Make Subrecord stage in DataStage

The Make Subrecord stage combines specified vectors in an input data set into a vector of subrecords whose columns have the names and data types of the original vectors. You can specify the vector columns to be made into a vector of subrecords and the name of the new subrecord.

The Make Subrecord stage is a restructure stage. It can have a single input link and a single output link.

Shows how four separate columns are combined into a single subrecord

The length of the subrecord vector that is created by this operator equals the length of the longest vector column from which it is created. If a variable-length vector column is used in subrecord creation, the subrecord vector is also of variable length.

Vectors that are smaller than the largest combined vector are padded with default values: NULL for nullable columns and the corresponding type-dependent value for nonnullable columns. When the Make Subrecord stage encounters mismatched vector lengths, it writes a warning to the job log.

You can also use the stage to make a simple subrecord rather than a vector of subrecords. If your input columns are simple data types instead of vectors, the data is used to build a vector of subrecords of length 1 - effectively a simple subrecord.

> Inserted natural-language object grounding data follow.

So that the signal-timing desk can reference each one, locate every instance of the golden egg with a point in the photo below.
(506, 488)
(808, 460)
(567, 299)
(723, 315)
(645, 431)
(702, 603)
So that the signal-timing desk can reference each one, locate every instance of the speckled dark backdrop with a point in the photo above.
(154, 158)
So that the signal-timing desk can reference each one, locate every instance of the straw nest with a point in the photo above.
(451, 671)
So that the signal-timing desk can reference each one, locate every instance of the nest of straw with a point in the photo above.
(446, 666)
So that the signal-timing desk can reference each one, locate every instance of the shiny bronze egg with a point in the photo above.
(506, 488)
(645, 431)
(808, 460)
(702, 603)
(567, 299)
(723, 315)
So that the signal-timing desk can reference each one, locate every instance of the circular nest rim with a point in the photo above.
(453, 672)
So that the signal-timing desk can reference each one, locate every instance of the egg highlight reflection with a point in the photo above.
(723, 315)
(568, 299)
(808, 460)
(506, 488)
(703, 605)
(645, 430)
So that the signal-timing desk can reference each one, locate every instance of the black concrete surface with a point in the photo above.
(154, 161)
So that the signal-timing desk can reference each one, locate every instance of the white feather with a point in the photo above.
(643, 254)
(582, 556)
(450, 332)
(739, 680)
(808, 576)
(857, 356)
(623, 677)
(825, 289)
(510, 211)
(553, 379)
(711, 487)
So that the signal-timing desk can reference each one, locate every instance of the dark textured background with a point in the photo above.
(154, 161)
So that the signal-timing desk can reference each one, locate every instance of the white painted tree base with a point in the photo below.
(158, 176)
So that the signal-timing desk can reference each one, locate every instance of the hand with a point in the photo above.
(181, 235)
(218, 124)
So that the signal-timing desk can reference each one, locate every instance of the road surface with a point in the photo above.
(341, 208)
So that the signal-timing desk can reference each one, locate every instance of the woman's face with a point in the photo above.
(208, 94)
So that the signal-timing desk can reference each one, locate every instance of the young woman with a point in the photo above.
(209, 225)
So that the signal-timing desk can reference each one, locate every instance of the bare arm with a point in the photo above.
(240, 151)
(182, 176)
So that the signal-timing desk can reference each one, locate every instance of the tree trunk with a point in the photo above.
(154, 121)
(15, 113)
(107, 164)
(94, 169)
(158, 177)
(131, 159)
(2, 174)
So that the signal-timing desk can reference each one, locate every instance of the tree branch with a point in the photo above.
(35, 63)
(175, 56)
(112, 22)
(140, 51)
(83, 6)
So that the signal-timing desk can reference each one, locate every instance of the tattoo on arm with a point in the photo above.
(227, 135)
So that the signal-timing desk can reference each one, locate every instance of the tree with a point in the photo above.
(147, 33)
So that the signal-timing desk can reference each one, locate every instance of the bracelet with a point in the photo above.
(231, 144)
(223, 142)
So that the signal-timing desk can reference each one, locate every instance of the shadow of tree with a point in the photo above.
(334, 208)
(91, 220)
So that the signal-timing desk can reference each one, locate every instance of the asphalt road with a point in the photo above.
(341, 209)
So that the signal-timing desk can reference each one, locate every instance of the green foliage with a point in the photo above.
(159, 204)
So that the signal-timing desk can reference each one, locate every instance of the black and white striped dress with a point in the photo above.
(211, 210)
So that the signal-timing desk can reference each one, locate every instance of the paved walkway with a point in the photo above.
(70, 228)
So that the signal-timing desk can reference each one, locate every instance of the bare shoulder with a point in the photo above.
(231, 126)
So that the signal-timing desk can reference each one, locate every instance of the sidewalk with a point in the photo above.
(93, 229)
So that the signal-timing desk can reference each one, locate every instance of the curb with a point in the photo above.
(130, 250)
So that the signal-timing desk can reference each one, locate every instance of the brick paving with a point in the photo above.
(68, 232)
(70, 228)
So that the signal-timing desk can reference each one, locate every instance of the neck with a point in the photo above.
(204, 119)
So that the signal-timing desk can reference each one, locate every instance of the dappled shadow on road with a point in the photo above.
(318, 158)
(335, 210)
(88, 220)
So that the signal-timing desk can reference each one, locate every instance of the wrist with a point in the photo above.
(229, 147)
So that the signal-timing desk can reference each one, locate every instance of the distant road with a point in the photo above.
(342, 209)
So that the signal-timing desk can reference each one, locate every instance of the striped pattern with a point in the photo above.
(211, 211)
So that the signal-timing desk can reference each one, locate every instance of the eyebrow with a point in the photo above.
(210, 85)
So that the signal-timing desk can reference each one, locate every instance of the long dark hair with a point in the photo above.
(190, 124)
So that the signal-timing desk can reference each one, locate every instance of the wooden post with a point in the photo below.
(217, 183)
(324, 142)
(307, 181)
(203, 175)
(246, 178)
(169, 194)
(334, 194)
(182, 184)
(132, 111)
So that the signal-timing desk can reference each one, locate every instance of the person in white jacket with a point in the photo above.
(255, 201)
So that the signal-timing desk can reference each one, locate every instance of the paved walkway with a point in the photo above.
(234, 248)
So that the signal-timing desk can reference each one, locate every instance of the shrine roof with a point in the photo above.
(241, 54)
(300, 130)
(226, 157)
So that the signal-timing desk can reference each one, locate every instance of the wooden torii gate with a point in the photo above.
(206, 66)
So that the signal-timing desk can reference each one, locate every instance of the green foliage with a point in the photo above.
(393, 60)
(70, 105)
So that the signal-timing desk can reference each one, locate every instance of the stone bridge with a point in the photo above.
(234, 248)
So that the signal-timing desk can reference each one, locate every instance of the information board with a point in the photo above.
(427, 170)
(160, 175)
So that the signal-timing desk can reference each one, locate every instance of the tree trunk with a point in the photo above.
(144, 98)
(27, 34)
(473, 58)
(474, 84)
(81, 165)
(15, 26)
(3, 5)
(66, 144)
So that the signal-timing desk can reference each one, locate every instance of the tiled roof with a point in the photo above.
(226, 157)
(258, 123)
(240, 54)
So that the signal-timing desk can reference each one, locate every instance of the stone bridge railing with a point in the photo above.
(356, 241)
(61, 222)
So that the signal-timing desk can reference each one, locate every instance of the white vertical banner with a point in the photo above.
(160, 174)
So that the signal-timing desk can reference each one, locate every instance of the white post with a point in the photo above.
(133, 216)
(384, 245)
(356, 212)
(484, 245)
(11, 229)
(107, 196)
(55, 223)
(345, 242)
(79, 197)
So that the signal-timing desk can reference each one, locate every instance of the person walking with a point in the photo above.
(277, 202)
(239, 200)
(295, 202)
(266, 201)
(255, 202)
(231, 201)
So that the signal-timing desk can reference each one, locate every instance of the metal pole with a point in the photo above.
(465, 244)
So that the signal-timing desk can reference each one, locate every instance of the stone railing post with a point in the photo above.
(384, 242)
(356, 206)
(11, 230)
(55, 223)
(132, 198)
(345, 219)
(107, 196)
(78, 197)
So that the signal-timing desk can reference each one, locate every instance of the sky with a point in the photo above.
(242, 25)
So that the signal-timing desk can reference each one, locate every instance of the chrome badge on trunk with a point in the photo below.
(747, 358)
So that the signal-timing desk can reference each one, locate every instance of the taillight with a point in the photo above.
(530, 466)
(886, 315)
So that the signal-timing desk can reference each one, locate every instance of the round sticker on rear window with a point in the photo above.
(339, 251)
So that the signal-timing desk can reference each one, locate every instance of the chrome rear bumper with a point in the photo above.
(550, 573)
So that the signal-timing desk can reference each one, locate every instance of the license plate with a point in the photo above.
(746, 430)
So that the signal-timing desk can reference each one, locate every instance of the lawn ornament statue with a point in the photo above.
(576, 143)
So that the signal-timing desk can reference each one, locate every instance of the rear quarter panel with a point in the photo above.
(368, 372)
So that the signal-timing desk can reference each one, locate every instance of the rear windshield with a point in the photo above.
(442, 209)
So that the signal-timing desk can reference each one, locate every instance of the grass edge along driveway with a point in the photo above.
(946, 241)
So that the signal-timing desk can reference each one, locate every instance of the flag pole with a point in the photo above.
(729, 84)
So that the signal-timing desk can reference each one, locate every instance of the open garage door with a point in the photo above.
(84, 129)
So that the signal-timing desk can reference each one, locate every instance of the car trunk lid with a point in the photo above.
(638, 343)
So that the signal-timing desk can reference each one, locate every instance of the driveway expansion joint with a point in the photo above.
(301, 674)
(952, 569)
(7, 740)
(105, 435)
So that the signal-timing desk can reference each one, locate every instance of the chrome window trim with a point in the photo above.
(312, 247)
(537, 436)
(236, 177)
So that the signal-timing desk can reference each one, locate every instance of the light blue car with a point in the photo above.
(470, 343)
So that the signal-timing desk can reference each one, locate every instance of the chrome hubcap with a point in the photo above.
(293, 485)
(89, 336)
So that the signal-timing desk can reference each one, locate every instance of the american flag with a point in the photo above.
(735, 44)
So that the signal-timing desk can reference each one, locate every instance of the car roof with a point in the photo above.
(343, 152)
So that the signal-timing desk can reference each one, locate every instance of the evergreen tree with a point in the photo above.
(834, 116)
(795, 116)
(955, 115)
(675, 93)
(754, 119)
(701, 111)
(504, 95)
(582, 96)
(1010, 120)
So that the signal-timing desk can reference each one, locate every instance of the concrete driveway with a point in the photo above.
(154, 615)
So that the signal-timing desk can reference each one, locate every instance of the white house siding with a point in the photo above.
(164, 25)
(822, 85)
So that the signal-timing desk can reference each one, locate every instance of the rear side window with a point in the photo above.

Shows how four columns can be combined into a vector of subrecords

When you double-click the Make Subrecord stage, the properties panel opens. The stage editor has three tabs:

  • Stage tab. This tab is always present and is used to specify general information about the stage.
  • Input tab. This tab is where you specify the details about the single input set from which you are selecting records.
  • Output tab. This tab is where you specify details about the processed data being output from the stage.

The Split Subrecord stage performs the inverse operation. See "Split Subrecord Stage."

Input tab

Use the Input tab to specify details about the incoming data sets. The Make Subrecord stage expects one incoming data set.

Specify an optional description of the input link in the Description section. In the Partitions section, specify how incoming data is partitioned before the data is converted. In the Columns section, specify the column definitions of incoming data. In the Advanced section, you can change the default buffering settings for the input link.

You can specify the partitioning method for the Make Subrecord stage. For more information, see Partitioning and collecting data in DataStage.

Output tab

Use the Output tab to specify details about data output from the Make Subrecord stage. The Make Subrecord stage can have only one output link.

Use the Columns section to specify the column definitions of the data. In the Advanced section, you can change the default buffering settings for the output link.